Over the years, Toyota hasn't been the first name to come to mind for most shoppers of full-size sport utility vehicles. Ford and Chevrolet, yes. Toyota, no.
But the 2001 Toyota Sequoia, the first mainstream, full-size SUV from the automaker, could easily change that.
Heavier than a 2-plus-ton Chevrolet Tahoe and nearly as long as the ample Ford Expedition, the Sequoia is designed to compete against both.
As Toyota's biggest SUV ever -- yes, it's bigger and has more usable room than the long-running Toyota Land Cruiser -- the Sequoia comes with the V8 power, three rows of seats, no-nonsense, big-SUV looks and push-button four-wheel drive that shoppers in this segment demand.
But it also has a noticeably quiet interior, capable, bump-absorbing suspension, silky smooth engine performance, 10 cupholders, four power points and more than just a few safety items.
In fact, if I didn't know better, I wouldn't have guessed the Sequoia is only Toyota's first major attempt at getting into this lucrative -- read that profitable -- part of the market where buyers typically pony up some $30,000-plus for their vehicles.
Sure, Toyota has sold the Land Cruiser in this country since the late 1950s.

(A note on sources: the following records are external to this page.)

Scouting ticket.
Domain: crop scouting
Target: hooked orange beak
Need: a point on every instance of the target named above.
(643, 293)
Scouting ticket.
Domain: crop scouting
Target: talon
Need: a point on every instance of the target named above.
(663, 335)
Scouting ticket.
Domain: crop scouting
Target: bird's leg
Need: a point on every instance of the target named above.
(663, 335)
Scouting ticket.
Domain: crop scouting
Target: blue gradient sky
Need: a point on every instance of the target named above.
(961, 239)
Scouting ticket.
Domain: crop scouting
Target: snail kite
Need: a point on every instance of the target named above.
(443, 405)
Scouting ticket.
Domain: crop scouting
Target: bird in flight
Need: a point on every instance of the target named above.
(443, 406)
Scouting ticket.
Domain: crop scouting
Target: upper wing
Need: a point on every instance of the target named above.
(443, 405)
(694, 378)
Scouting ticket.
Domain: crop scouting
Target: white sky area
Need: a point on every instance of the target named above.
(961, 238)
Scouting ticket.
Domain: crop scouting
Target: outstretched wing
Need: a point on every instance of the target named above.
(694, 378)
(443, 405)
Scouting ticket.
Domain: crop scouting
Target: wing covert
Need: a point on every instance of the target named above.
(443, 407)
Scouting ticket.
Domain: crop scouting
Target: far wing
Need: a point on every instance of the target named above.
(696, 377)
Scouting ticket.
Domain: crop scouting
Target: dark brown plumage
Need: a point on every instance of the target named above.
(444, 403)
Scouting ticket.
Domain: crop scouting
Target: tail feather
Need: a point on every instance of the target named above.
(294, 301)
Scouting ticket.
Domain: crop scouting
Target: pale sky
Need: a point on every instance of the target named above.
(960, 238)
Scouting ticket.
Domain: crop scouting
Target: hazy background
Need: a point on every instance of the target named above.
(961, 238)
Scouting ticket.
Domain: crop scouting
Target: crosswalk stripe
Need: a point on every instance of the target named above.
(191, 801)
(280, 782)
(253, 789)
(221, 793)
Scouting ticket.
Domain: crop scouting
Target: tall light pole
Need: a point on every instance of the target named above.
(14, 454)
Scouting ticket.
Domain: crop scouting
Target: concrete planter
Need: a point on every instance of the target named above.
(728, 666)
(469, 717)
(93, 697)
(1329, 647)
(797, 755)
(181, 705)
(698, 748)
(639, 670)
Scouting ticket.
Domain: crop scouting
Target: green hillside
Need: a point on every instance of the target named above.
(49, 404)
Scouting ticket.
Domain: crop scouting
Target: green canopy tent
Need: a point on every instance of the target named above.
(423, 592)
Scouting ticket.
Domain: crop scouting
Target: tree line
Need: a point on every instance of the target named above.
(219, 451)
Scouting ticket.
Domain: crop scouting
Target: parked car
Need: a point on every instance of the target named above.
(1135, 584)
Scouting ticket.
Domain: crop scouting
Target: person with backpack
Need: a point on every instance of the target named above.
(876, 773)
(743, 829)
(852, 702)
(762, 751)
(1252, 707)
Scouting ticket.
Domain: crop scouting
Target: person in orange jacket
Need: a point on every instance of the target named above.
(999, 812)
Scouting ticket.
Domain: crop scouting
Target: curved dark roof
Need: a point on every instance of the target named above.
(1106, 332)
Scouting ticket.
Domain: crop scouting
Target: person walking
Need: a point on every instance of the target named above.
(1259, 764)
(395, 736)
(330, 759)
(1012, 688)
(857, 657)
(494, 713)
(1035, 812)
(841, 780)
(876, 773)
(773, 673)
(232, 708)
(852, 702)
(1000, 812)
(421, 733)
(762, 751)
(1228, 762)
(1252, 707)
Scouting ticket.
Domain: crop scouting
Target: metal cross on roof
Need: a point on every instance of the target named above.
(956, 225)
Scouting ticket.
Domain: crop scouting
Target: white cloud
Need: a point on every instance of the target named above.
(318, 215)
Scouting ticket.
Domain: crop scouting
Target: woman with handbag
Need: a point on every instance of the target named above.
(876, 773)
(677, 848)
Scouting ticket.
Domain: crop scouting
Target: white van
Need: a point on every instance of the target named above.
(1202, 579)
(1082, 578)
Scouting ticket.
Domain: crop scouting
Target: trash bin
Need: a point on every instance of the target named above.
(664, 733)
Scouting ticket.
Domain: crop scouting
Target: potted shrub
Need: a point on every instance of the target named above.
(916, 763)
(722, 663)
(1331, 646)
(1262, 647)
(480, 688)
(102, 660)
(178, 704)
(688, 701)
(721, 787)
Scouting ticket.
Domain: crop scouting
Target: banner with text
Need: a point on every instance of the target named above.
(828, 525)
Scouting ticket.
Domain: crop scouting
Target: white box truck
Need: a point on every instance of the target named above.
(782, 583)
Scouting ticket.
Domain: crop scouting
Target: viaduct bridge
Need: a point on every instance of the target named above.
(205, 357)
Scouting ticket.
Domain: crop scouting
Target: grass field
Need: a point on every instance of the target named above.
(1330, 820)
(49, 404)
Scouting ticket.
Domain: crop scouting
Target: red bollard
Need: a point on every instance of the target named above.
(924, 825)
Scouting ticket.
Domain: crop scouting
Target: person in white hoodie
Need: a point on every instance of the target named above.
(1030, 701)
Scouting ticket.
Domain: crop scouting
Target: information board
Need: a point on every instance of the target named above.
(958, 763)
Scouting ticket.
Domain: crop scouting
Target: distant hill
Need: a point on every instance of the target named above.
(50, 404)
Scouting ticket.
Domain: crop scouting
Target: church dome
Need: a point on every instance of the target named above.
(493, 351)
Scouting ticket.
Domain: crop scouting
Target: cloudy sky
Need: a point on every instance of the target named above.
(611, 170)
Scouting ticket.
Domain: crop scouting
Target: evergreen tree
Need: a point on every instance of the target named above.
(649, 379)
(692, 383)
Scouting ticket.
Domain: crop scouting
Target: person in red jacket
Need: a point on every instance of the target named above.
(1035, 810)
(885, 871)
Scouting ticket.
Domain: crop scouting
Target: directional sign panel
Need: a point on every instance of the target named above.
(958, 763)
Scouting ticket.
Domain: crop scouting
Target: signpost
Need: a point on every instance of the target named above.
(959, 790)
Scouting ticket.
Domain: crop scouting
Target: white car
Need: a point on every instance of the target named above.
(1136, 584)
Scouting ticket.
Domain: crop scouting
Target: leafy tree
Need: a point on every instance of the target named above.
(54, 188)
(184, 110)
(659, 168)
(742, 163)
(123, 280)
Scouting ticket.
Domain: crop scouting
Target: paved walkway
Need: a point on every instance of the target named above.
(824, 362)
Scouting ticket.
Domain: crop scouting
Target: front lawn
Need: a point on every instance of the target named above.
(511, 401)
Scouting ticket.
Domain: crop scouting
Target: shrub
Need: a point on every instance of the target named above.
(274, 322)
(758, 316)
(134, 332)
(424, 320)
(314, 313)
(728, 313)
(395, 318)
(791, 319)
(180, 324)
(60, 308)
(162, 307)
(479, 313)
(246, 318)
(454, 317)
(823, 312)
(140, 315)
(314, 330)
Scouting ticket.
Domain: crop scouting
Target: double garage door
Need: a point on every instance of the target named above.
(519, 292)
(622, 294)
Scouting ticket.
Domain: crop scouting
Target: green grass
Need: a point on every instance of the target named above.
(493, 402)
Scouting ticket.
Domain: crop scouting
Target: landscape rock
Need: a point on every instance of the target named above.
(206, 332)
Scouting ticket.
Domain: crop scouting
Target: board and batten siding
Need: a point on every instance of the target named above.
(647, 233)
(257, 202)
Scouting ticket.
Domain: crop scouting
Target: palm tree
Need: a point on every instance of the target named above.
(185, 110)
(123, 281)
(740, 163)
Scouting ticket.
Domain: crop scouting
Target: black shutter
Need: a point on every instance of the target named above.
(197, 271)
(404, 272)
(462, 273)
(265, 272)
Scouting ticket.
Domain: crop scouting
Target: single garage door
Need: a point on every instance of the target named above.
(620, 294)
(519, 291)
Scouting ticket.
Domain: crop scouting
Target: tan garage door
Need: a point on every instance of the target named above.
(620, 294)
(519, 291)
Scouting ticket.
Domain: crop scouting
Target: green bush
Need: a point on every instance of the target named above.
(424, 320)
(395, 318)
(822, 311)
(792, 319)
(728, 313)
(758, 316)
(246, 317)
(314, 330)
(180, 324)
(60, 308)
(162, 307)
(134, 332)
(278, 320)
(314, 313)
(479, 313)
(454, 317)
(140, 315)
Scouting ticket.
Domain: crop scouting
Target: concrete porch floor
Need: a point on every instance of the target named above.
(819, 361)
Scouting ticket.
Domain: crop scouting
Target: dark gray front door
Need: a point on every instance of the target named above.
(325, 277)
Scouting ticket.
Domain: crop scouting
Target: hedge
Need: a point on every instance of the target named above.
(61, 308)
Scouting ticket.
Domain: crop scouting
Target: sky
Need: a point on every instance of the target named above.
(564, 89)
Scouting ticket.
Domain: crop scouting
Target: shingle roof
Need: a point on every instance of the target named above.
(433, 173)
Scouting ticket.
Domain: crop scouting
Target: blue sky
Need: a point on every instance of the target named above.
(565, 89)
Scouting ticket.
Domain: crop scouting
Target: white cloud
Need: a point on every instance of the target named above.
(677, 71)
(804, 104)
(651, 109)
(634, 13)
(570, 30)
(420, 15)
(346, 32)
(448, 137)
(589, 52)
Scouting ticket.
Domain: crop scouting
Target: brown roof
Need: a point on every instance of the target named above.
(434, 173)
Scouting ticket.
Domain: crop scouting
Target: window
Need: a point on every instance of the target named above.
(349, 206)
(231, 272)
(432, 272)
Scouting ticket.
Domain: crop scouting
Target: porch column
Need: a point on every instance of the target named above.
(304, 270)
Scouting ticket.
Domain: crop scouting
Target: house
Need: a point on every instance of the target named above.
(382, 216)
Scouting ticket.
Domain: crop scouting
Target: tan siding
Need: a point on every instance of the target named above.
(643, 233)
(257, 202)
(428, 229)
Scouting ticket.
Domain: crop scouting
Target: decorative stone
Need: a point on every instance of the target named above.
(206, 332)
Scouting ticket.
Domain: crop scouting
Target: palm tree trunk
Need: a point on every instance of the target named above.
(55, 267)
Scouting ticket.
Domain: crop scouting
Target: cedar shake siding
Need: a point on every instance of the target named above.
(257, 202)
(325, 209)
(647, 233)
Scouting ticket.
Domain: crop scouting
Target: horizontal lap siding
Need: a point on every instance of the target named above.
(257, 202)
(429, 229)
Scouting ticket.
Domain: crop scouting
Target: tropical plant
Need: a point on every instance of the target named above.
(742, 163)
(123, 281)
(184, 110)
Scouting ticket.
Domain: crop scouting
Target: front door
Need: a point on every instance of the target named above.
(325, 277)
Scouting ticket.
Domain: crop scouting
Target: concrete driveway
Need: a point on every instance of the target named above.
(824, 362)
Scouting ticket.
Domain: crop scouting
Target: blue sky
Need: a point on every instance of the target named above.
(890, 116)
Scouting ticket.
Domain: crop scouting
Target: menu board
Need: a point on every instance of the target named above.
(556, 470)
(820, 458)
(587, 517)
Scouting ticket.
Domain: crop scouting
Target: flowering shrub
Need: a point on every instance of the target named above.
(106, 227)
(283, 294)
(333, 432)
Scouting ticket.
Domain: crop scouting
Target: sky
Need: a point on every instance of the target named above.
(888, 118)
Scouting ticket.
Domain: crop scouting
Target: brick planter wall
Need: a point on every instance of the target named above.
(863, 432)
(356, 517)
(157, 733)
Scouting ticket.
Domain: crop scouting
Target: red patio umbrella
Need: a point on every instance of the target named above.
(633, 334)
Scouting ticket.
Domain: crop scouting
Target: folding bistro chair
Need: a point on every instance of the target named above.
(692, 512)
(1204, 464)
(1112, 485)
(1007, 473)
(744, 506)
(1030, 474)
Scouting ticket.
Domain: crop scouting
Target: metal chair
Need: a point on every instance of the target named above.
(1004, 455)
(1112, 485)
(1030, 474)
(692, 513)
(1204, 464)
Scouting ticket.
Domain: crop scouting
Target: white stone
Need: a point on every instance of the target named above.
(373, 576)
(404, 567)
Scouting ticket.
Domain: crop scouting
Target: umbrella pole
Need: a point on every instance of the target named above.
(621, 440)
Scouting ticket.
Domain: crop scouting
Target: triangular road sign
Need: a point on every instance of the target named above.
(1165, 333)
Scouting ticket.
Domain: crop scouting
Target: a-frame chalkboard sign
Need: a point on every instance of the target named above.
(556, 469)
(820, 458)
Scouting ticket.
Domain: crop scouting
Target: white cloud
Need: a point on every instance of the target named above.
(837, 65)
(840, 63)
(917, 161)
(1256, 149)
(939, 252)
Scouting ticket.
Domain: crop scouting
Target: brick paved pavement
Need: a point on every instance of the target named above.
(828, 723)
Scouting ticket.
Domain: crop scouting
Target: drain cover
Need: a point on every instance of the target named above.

But the pricey Land Cruiser, with a suggested retail of $53,000, has tallied sales of less than 18,500 a year. That compares with Ford's Expedition, priced at $30,910, which sold more than 213,000 vehicles in each of the last two years.
Toyota expects sales of the Sequoia, with a starting price of $31,595, to reach 60,000 a year.
It's easy to understand the optimism of Toyota's executives.
Statements like "Boy, it's quiet in here," and "Hey, love that smooth V8," and "Wow, what a nice ride" peppered the conversations during my test drive of a Sequoia Limited 4X4.
Based on the Tundra, Toyota's full-size pickup truck that debuted for the 2000 model year, the Sequoia is surprisingly quiet inside, rides comfortably and has decent road manners for a vehicle weighing more than 5,000 pounds.
I heard some tire noise and, when at highway speed, some wind noise while driving the tall, boxy Sequoia.
But none of it was enough to interfere with conversations, even with someone sitting in the third row seats. The sizable, optional moonroof didn't appear to create the normal buffeting wind sound when opened, either.
On occasion, as the Sequoia accelerated hard, I also heard the deep, satisfying growl of the Sequoia V8. It's the same 4.7-liter, double overhead cam, 32-valve, i-Force V8 that's in the Tundra, mated to the Tundra's four-speed automatic transmission.
But here, the engine management system is updated and the catalytic converter is revamped to allow this big "ute" to qualify for ultra-low-emission vehicle (ULEV) status. As a result, horsepower is down a tad, from the Tundra's 245 to 240 at 4,800 rpm in the Sequoia. The Tundra ranks as a low-emission vehicle (LEV), not ULEV.
Peak torque in the Sequoia is just 315 foot-pounds at 3,400 rpm. I say "only" because the up-level, 260-horsepower V8 in the Expedition delivers 350 foot-pounds of torque at 2,500 rpm and the Tahoe's up-level, 285-horsepower V8 has 325 foot-pounds of torque.
Thus, both the Expedition and Tahoe can tow heavier trailers and boats. Their maximum tow capacities are 8,100 pounds and 8,700 pounds, respectively, compared with 6,500 pounds for the Sequoia.
Fuel economy is nothing to brag about, of course. The Sequoia is rated at 14 mpg in the city and 17 mpg on the highway.
Note that the transmission gearshift is on the steering column and not floor-mounted. This is despite the fact that all Sequoias come with front bucket seats.
Still, the Sequoia's V8 does work smoothly. Even with all the bulk it has to move down the road, the engine gave me enough "oomph" to get around left-lane hogs several times during the test drive. And that was with the left-laners speeding up to try to prevent me from getting by them.
I can see why they didn't want the hulking Sequoia in front of them. Like others in this segment, the Sequoia can block the view of the driver behind.
But at the wheel of the Sequoia, I found the vehicle's high ride height gave me great views out front and out the big side door windows.